On l’a vu, nombre de produits dérivés sont indexés sur le Libor. Entre 2005 et 2010, certains traders spécialisés dans le courtage de ces produits dérivés n’ont donc pas hésité à faire pression sur leurs collègues chargés du « coup de fil de 11 heures » à la BBA pour que ceux-ci communiquent à l’Association des banquiers britanniques des taux surestimés, afin de gonfler artificiellement le Libor. Et, partant, d’augmenter la marge des banques sur les produits dérivés en question, ainsi que, par ricochet, les rémunérations variables des traders.

 « M. Hayes a ainsi pu élever les profits de ses employeurs dans le but d’obtenir de meilleurs bonus pour lui-même », a sifflé le procureur Mukul Chawla, mardi 26 mai, à l’ouverture du procès de Tom Hayes devant le tribunal de Southwark, à Londres. Pour ce faire, et compte tenu du mode de calcul du Libor, basé sur la moyenne de huit estimations, les traders d’une banque donnée devaient impérativement s’entendre avec leurs homologues d’autres établissements : impossible, en effet, pour une seule banque, d’influencer le Libor. C’est exactement ce que reproche l’Office britannique de lutte contre la délinquance financière à Tom Hayes, accusé d’avoir organisé de septembre 2006 à septembre 2010 un système d’entente avec d’autres traders d’UBS et de Citigroup, mais également d’autres banques, afin d’influencer à leur avantage le niveau du Libor. 

Au-delà de la manipulation du taux interbancaire de référence, les banques se sont donc rendues coupables de collusion alors qu’elles sont censées se faire concurrence. Les banques ou leurs traders. En acceptant de régler un total de 9 milliards de dollars d’amendes, elles obtiennent d’échapper à de longs procès potentiellement désastreux pour leur réputation et leurs finances et, surtout, à des poursuites pénales. Poussés par leurs actionnaires, certains dirigeants ont été contraints de démissionner comme les deux patrons de la Deutsche Bank, il y a une semaine, après avoir accepté de plaider coupable et de payer une amende de 2,5 milliards.

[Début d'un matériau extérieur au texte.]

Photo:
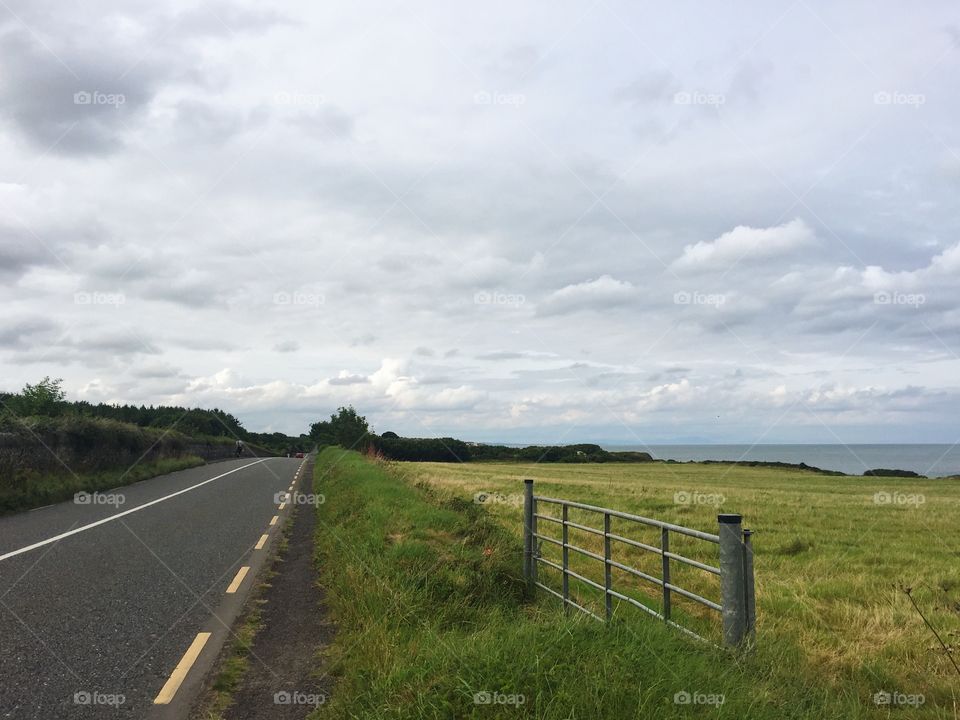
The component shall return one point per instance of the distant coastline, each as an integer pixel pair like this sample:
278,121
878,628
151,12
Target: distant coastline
931,460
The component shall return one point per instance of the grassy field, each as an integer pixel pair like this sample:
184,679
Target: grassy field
424,587
832,557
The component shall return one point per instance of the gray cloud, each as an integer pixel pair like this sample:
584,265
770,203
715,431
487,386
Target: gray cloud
603,254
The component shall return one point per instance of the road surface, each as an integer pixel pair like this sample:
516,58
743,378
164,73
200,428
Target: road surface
105,607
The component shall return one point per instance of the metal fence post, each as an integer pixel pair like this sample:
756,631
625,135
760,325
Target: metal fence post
566,560
608,570
528,539
749,590
732,586
665,548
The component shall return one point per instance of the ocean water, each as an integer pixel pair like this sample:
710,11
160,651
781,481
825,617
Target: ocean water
929,460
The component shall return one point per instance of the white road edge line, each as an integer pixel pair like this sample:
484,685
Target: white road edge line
83,528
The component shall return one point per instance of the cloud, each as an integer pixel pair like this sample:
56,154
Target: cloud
601,294
746,244
633,291
286,346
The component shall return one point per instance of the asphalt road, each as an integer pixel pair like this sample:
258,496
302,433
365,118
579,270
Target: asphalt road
93,615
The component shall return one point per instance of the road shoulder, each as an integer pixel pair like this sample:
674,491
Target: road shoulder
269,670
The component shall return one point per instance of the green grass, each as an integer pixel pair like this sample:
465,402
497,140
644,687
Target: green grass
830,562
425,589
35,490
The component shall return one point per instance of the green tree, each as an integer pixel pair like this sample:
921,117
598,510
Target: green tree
45,398
346,428
322,433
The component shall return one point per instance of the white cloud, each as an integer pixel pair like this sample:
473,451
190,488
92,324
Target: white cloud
746,244
603,293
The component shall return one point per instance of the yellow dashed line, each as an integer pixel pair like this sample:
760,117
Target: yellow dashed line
234,586
180,672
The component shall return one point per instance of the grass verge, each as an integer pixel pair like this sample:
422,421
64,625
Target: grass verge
425,590
39,490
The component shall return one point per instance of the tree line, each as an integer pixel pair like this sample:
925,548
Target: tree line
348,429
47,399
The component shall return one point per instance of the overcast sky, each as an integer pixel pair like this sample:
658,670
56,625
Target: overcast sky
554,222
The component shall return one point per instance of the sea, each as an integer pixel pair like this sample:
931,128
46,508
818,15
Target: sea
930,460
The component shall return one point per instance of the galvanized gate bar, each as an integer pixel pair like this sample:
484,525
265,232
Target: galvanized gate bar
738,606
709,537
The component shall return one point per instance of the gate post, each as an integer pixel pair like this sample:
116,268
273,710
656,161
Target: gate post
528,539
732,585
749,590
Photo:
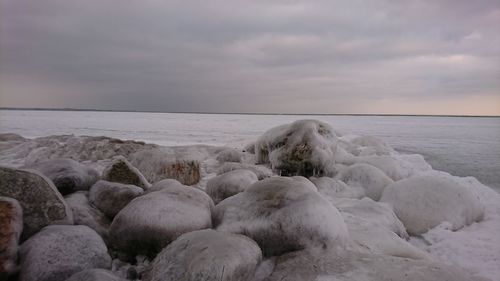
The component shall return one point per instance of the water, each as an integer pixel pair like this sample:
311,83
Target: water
463,146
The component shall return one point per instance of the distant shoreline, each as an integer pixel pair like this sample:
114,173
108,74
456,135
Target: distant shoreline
243,113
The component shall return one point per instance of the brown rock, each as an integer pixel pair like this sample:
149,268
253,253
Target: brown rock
11,226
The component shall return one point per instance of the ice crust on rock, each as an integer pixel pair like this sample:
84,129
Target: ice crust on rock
58,251
333,189
67,174
262,172
40,200
111,197
229,184
370,178
428,199
229,155
304,147
122,171
326,266
150,222
86,214
11,226
96,274
282,215
206,255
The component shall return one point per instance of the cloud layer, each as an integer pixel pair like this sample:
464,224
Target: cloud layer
406,57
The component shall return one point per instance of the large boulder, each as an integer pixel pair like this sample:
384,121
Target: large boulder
86,214
161,163
11,226
42,204
304,147
96,274
229,155
326,266
111,197
67,174
281,215
333,189
206,255
58,251
369,177
426,200
229,184
150,222
120,170
262,172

Un autre type de manipulation du Libor est devenu très courant après la crise financière de 2008, qui avait vu les banques se défier les unes des autres en raison de leurs problèmes de liquidité et de solvabilité respectifs. Une défiance qui avait engendré une hausse des taux auxquels les banques se prêtaient entre elles. Dans ce contexte, et puisque les taux communiqués par les établissements à l’Association des banquiers britanniques sont publics, il était tentant pour les banques en situation fragile de sous-estimer auprès de la BBA le taux auquel elles pensaient pouvoir emprunter auprès de leurs rivales. Ce faisant, elles donnaient ainsi une fausse bonne image de leur situation financière, ce qui leur permettait de continuer à emprunter à des taux bas. Des faits suffisamment graves pour que le Royaume-Uni ait récemment renforcé sa législation, laquelle prévoit désormais des peines de prison pour les banquiers coupables de manipulation des marchés financiers. Une révolution, pour laquelle le procès de Tom Hayes aura valeur de test.